Die Verwaltung wird laut Bauamtsleiter Peter Kania nun prüfen, welche Auswirkungen eine Verschiebung hätte. Denn der 2,5 Millionen Euro teure Umbau der Hamburger Straße ist Teil des Innenstadtkonzepts, Ahrensburg bekommt dafür Geld aus dem Programm Städtebauförderung. „Das Gespräch mit der Förderstelle steht noch aus“, sagt Kania. Klar sei schon jetzt, dass die Bauarbeiten von Hamburg Wasser „unverschiebbar“ seien. Von September bis Ende November werde die Straße gesperrt. Auch an den übrigen Leitungsarbeiten, die im Frühjahr 2021 geplant seien, lasse sich nichts mehr ändern, so Kania weiter.

Der „richtige“ Umbau der Hamburger Straße habe sich wegen der coronabedingten Ausfälle der politischen Sitzungen bereits um drei Monate verzögert, werde voraussichtlich frühestens im Sommer 2021 starten können. Voraussetzung: Die Politiker müssten im Juni noch den konkreten Entwurf beschließen. Dabei geht es zum Beispiel um die Auswahl der Materialien und die Anordnung der Parkplätze.

Für Begeisterung sorgt das Umschwenken bei SPD und FDP

Im Falle einer Verschiebung sei zu bedenken, dass Ahrensburg in den kommenden Jahren viele Projekte geplant habe, sagt Kania.
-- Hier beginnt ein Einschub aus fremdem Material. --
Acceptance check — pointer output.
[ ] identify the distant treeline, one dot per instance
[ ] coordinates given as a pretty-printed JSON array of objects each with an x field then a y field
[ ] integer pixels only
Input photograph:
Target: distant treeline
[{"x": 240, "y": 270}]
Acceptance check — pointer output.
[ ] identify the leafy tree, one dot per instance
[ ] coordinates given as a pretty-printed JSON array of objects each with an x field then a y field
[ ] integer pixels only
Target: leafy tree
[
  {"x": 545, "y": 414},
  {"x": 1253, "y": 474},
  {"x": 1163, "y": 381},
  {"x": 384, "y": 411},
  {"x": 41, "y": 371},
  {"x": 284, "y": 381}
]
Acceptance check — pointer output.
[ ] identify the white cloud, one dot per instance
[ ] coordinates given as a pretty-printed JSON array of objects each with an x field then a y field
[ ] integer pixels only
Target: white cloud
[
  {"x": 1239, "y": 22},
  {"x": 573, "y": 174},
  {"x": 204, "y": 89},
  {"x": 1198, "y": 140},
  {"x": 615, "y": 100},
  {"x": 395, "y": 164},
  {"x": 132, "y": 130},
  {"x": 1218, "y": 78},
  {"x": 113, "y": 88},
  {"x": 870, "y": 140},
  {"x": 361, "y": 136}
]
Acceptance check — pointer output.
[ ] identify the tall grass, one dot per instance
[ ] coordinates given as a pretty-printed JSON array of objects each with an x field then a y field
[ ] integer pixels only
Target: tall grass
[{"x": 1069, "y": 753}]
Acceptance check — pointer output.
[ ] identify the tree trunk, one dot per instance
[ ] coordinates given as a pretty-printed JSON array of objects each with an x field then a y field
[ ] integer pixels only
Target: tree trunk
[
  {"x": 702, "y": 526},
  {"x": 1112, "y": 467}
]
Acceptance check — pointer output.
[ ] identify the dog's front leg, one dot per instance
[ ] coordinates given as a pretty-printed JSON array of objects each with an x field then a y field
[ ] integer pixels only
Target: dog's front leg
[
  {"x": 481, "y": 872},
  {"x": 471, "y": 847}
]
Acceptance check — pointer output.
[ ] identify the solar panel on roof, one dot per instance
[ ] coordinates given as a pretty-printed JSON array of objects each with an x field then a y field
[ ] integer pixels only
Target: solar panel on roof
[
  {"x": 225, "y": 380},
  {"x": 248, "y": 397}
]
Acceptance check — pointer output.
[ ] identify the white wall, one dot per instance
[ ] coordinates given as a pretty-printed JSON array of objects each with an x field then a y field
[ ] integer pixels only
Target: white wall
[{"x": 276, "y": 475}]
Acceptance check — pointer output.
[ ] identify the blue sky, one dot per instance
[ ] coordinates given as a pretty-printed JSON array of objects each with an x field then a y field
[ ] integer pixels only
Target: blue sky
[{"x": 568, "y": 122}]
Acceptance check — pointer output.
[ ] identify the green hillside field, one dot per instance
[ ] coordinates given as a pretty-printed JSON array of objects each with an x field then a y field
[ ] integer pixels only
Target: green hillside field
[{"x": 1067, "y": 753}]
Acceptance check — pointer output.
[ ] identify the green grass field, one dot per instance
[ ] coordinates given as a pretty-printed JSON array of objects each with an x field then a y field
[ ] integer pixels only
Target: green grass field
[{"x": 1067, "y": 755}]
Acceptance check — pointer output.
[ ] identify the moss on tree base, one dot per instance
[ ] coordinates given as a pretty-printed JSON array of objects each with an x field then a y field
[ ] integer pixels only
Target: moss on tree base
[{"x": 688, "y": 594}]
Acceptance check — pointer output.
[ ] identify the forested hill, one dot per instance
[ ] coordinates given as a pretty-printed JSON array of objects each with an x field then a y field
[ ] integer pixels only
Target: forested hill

Das Innenstadtkonzept listet 60 Stück auf. „Vieles ist voneinander abhängig. Wir können nicht die ganze Stadt gleichzeitig mit Baustellen für den Verkehr lahmlegen.“ Zudem habe das Rathaus nicht so viele personelle Ressourcen, um etliche Großprojekte parallel angehen zu können. In der Warteschleife hänge zum Beispiel der Umbau des AOK-Knotens. Zudem könnten der Stadt Strafzinsen drohen, wenn sie das Geld aus dem Förderprogramm nicht rechtzeitig abrufe.

Für Begeisterung sorgt das Umschwenken der Christdemokraten bei SPD und FDP. „Wir freuen uns, dass die CDU endlich zur Vernunft kommt und unseren Antrag übernimmt, wenn auch mit einer anderen Begründung“, sagt FDP-Fraktionschef Thomas Bellizzi. Die Liberalen hatten in der Vergangenheit mehrfach eine Verschiebung des Bauprojekts gefordert, dafür aber keine politische Mehrheit erhalten. Sie plädieren nach wie vor dafür, das Parkraumbewirtschaftungskonzept abzuwarten, das die Verwaltung derzeit erstellt. Wegen der Corona-Krise wird es aber nicht wie geplant in diesem Quartal fertig.

Ali Haydar Mercan hält Verschiebung für nicht notwendig

Ähnlich sieht das Markus Kubczigk, stellvertretender Fraktionschef der SPD. „Ich habe immer kritisiert, dass hier das Pferd von hinten aufgezäumt wird. Wir müssen zuerst wissen, was wir wo an Parkplätzen benötigen“, sagt er. Dafür müsse zunächst das Konzept vorliegen. Der CDU-Antrag sei zwar noch nicht fraktionsintern diskutiert worden, „aber ich bin voll dafür, wenn wir dadurch mehr Zeit bekommen“, so Kubczigk. Dass die Straße umgebaut werden müsse, sei auch für seine Fraktion unstrittig. „Aber nicht so holterdiepolter.“

Ali Haydar Mercan hält eine Verschiebung für nicht notwendig. „Ich sehe nicht, welchen Effekt es haben sollte, die Parkplätze an der Straße länger zu erhalten“, sagt der Fraktionschef der Linken. Sinnvoller sei es, die Innenstadt nach der Corona-Krise mit besonderen Aktionen zu beleben und die Einzelhändler auf diese Weise zu unterstützen.

CDU, SPD und FDP hätten eine politische Mehrheit

Auch der WAB schweben eher andere Ideen vor. „Wir könnten uns vorstellen, großzügiger beim Thema Außengastronomie zu sein und die Sondernutzungsgebühren in diesem Jahr komplett zu erlassen“, sagt Fraktionschef Peter Egan. Einer Verschiebung des Umbaus stehe er skeptisch gegenüber. „Wir haben bei dem Projekt schon so viel Zeit verloren.“ Er befürchte, dass sich durch einen solchen Beschluss letztlich alles noch viel weiter nach hinten verschiebe, womöglich bis ins Jahr 2023.

Für Nadine Levenhagen, Fraktionschefin der Grünen, ist der Antrag noch neu. „Wir werden in unserer nächsten Fraktionssitzung am 18. Mai darüber diskutieren“, sagt sie. Vorher wolle sie sich dazu nicht weiter äußern.

Fest steht aber: Wenn SPD und FDP den Antrag der CDU unterstützen, reicht das für eine politische Mehrheit.